Der Außen-Kanzler: Olaf Scholz findet Gefallen an der Weltpolitik

Zurückhaltend formulieren, bloß keine Provokation. So diplomatisch hält es Scholz auch in der Außenpolitik. Andere mögen forscher sein – doch er ist weiter gekommen als viele SPD-Genossen.

Nur eine Drohne, die surrend hin- und herfliegt, lenkt die Besucher immer mal wieder ab. Eben ist Olaf Scholz auf einem langen roten Teppich die Ehrengarde abgeschritten. Er hörte die deutsche Hymne. Er salutierte der Flagge. Er baute sich auf neben seinem Gastgeber, dem Präsidenten von Kenia. Viel Tschingderassabum, alles sehr feierlich hier am Freitag, unter der Sonne in Nairobi.

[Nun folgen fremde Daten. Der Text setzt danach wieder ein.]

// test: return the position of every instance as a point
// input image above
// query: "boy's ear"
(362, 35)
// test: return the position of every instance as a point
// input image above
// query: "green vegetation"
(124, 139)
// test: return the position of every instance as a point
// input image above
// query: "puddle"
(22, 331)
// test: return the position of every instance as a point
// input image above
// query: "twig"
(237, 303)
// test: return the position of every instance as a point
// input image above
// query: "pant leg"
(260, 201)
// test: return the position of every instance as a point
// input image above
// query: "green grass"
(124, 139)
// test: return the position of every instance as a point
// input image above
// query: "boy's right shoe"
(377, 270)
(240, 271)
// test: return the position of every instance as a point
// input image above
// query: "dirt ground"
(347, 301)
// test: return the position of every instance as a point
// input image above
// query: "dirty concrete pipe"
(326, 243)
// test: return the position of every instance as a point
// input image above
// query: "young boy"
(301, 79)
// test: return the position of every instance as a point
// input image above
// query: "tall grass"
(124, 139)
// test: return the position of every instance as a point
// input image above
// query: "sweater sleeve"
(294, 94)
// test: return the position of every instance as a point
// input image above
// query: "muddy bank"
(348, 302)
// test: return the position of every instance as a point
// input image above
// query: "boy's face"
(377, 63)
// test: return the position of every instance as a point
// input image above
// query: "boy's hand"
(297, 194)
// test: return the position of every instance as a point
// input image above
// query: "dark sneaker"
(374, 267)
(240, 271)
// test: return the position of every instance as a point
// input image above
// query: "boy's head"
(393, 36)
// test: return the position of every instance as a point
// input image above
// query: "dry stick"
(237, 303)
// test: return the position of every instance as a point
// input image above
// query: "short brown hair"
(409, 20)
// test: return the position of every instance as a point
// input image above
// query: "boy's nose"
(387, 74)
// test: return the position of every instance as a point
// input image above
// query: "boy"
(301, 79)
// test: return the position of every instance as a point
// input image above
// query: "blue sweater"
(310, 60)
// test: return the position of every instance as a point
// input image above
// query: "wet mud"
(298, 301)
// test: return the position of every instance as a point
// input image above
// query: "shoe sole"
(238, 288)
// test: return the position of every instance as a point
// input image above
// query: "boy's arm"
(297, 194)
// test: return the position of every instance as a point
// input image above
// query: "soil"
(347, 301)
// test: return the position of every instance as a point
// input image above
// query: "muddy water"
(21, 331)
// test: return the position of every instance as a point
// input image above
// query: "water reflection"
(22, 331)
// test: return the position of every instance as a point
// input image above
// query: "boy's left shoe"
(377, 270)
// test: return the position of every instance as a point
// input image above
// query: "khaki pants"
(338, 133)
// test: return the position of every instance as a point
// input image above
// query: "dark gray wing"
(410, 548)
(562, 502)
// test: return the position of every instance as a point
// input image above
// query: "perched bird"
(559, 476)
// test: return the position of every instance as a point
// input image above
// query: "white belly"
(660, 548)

Gut zwei Stunden später, am selben Ort, vor dem Präsidentenpalast. Die Gastgeber haben flott für die Delegationen einen riesigen Sonnenschutz aufgebaut. Heizungen, ja gesetzliche Vorschriften für Heizungen, dürften bei Terminen von Kenias Präsidenten hier, knapp südlich des Äquators, eher selten ein Thema sein. Heute sind sie es.

Scholz mag auf Auslandsreise sein, neun Flugstunden südlich von Berlin. Doch die deutsche Innenpolitik ist mitgereist: Zuwanderung, Fachkräftemangel, erneuerbare Energien – und eben Heizungen. Selbst das Schicksal eines beamteten Staatssekretärs ist Thema in Kenias Sonne.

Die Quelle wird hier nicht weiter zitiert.